Jericho/Douglas is nice in theory, but poor in execution. Jericho works a spinning toehold a few times before finally cinching in a figure four, but Douglas doesn't really sell it as anything important. That's too bad, since Jericho is keeping it interesting by chopping him while he has the hold locked in. I wish he would have set it up a little more though, and I also wish Jericho would not have broken the hold voluntarily. Douglas sends Scorpio back in for the best spot of the match, which was Jericho going for a Lionsault and Scorpio dropkicking him mid-air. After some more awkwardness and a few tags, Jericho is disposed of after a tombstone and tumbleweed. Douglas begs Scorpio for an alliance against Pit Bull and offers a handshake, but 2 Cold blows him off by beating him up again, and then dropkicks Bull off the apron for effect. In a very strange moment, he goes for a pin, doesn't get it and no one does anything -- at all -- for close to a minute.

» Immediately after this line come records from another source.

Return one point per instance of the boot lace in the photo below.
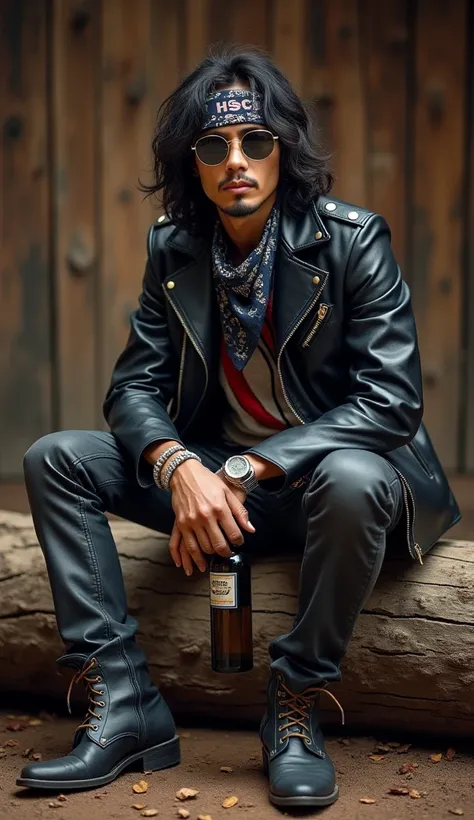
(299, 707)
(89, 682)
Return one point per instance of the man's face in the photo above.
(259, 177)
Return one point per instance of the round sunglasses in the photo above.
(214, 149)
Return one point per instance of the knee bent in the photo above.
(51, 448)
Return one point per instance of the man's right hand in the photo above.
(208, 514)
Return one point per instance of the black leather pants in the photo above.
(339, 522)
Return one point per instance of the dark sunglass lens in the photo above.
(211, 150)
(258, 144)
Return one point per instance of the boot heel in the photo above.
(162, 756)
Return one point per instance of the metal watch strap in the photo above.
(164, 457)
(176, 461)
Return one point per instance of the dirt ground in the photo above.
(446, 786)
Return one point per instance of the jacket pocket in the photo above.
(421, 459)
(322, 316)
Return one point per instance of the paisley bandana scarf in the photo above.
(243, 291)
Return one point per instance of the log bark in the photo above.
(409, 665)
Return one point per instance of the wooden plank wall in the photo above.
(81, 81)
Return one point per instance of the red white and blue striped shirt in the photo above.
(256, 406)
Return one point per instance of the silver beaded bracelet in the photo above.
(159, 464)
(165, 481)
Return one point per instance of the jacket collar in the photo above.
(297, 281)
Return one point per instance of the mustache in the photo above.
(241, 178)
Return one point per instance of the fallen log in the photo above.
(410, 665)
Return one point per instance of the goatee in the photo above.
(240, 208)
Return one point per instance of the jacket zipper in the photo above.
(415, 552)
(198, 351)
(293, 330)
(180, 377)
(322, 313)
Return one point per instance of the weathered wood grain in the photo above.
(25, 261)
(437, 216)
(75, 231)
(409, 665)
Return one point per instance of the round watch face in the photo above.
(237, 467)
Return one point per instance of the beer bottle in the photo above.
(231, 613)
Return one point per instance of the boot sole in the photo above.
(155, 758)
(305, 800)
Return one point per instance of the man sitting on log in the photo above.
(269, 395)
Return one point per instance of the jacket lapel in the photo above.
(193, 295)
(297, 280)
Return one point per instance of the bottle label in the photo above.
(223, 589)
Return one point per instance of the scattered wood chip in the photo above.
(408, 768)
(186, 794)
(141, 787)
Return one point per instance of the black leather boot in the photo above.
(127, 722)
(294, 758)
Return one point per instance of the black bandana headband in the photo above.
(233, 106)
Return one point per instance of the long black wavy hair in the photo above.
(304, 170)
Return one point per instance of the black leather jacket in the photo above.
(347, 357)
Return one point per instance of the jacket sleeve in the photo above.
(143, 380)
(384, 406)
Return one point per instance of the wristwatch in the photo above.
(238, 470)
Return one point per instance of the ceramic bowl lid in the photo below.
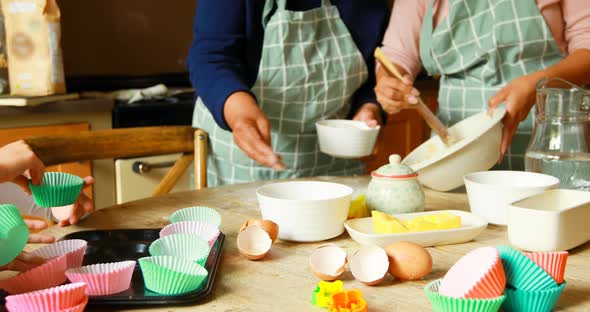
(395, 169)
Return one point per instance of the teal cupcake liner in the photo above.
(14, 233)
(189, 246)
(57, 189)
(197, 213)
(170, 275)
(532, 301)
(442, 303)
(523, 273)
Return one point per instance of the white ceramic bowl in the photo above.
(490, 192)
(555, 220)
(346, 138)
(477, 148)
(305, 211)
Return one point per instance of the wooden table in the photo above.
(283, 281)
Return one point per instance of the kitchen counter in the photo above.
(283, 280)
(69, 106)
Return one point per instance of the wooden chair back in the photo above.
(127, 143)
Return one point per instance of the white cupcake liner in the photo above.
(205, 230)
(73, 248)
(189, 246)
(51, 299)
(49, 274)
(104, 278)
(197, 213)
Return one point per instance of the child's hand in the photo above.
(71, 214)
(17, 158)
(519, 96)
(394, 94)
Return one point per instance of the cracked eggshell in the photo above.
(328, 262)
(369, 265)
(270, 227)
(253, 242)
(408, 261)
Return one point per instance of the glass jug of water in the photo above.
(560, 145)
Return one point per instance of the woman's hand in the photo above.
(36, 226)
(251, 129)
(70, 215)
(370, 113)
(17, 158)
(394, 94)
(519, 96)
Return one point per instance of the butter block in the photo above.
(358, 208)
(386, 224)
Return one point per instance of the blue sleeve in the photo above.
(366, 21)
(217, 57)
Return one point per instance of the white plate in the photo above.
(361, 230)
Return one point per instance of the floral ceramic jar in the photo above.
(394, 189)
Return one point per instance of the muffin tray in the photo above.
(121, 245)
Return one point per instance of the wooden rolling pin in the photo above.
(433, 122)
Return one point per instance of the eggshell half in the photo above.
(369, 265)
(270, 227)
(328, 262)
(408, 261)
(254, 242)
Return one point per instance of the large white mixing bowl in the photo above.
(305, 211)
(477, 148)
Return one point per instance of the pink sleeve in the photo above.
(401, 40)
(576, 15)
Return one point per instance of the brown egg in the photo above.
(270, 227)
(408, 261)
(253, 242)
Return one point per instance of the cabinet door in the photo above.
(81, 169)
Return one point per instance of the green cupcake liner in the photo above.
(523, 273)
(57, 189)
(532, 301)
(442, 303)
(188, 246)
(197, 213)
(171, 276)
(14, 233)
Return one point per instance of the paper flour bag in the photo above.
(33, 37)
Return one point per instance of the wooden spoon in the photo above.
(433, 122)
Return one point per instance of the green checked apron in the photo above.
(310, 69)
(480, 47)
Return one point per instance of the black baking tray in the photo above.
(120, 245)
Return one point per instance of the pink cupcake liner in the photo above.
(104, 278)
(51, 299)
(49, 274)
(78, 308)
(73, 248)
(552, 262)
(205, 230)
(477, 275)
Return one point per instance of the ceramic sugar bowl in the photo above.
(394, 189)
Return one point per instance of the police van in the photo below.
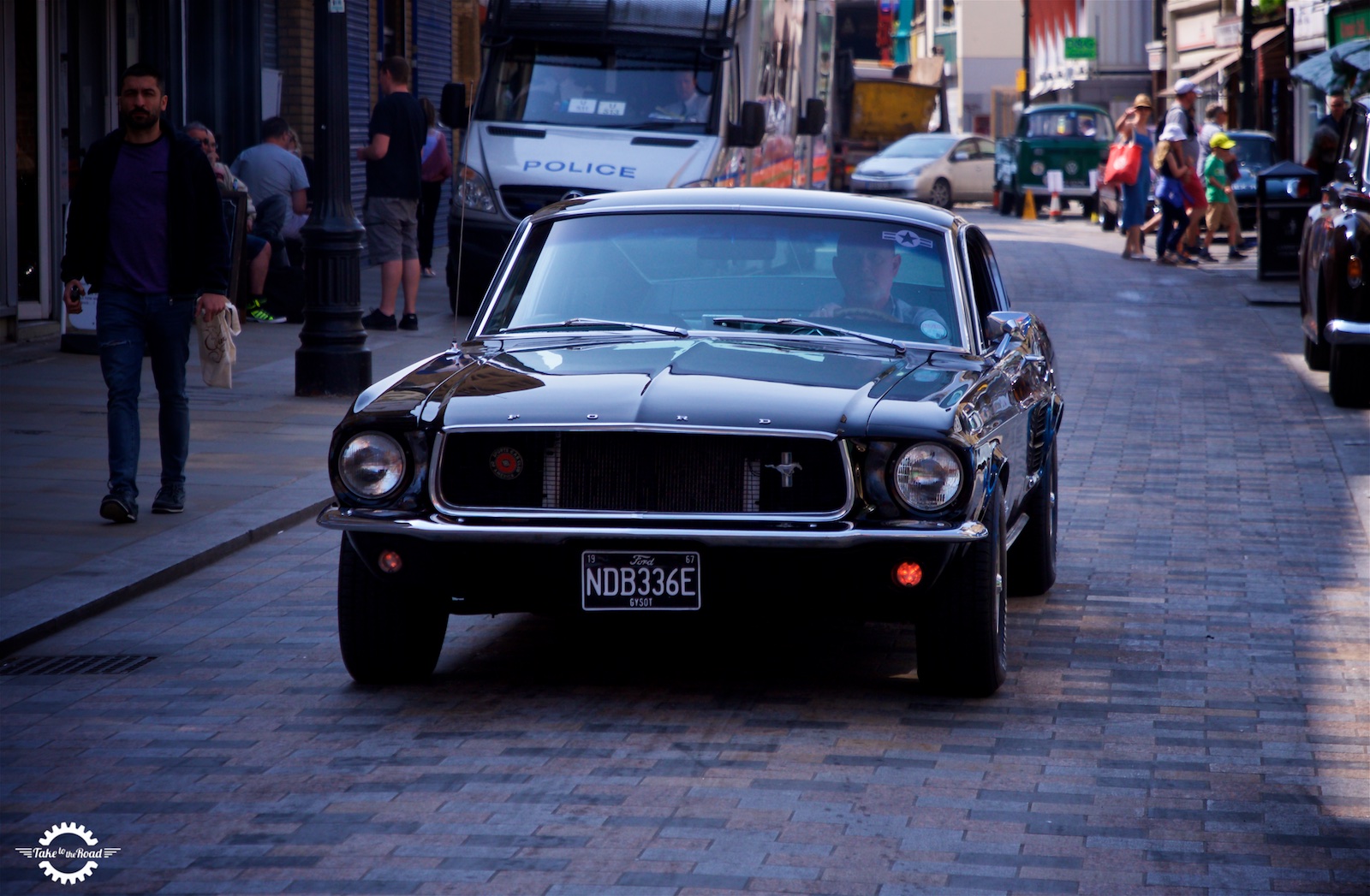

It was very weird. We get a nice attempted spot with Scorpio going for a moonsault on a pair of stacked opponents, but they *both* move, which eventually leaves Scorpio susceptible to being eliminated.

 

So now we finally have the match that should have just been the match all along. They don't really payoff the hype so well, as their brawl doesn't have any real intensity to speak of before going into angle overdrive. I'll cop to liking Douglas trying every single Southern heel cheating staple -- belt shot, chain, brass knucks -- with Bull kicking out of all of them, but I'll also admit that it's needless overkill and the point was already made. Francine turning is a fine swerve, but wouldn't it make more sense to delay the payoff of her getting her due instead of doing it immediately after she does the dirty deed? The whole match was just a mess that could never quite figure out what it wanted to be, what its pace was and where it was going. It ended up as nearly 45 minutes of filler before the big angle, which shows that Shane Douglas is not only long-winded on the mic, but in the ring as well.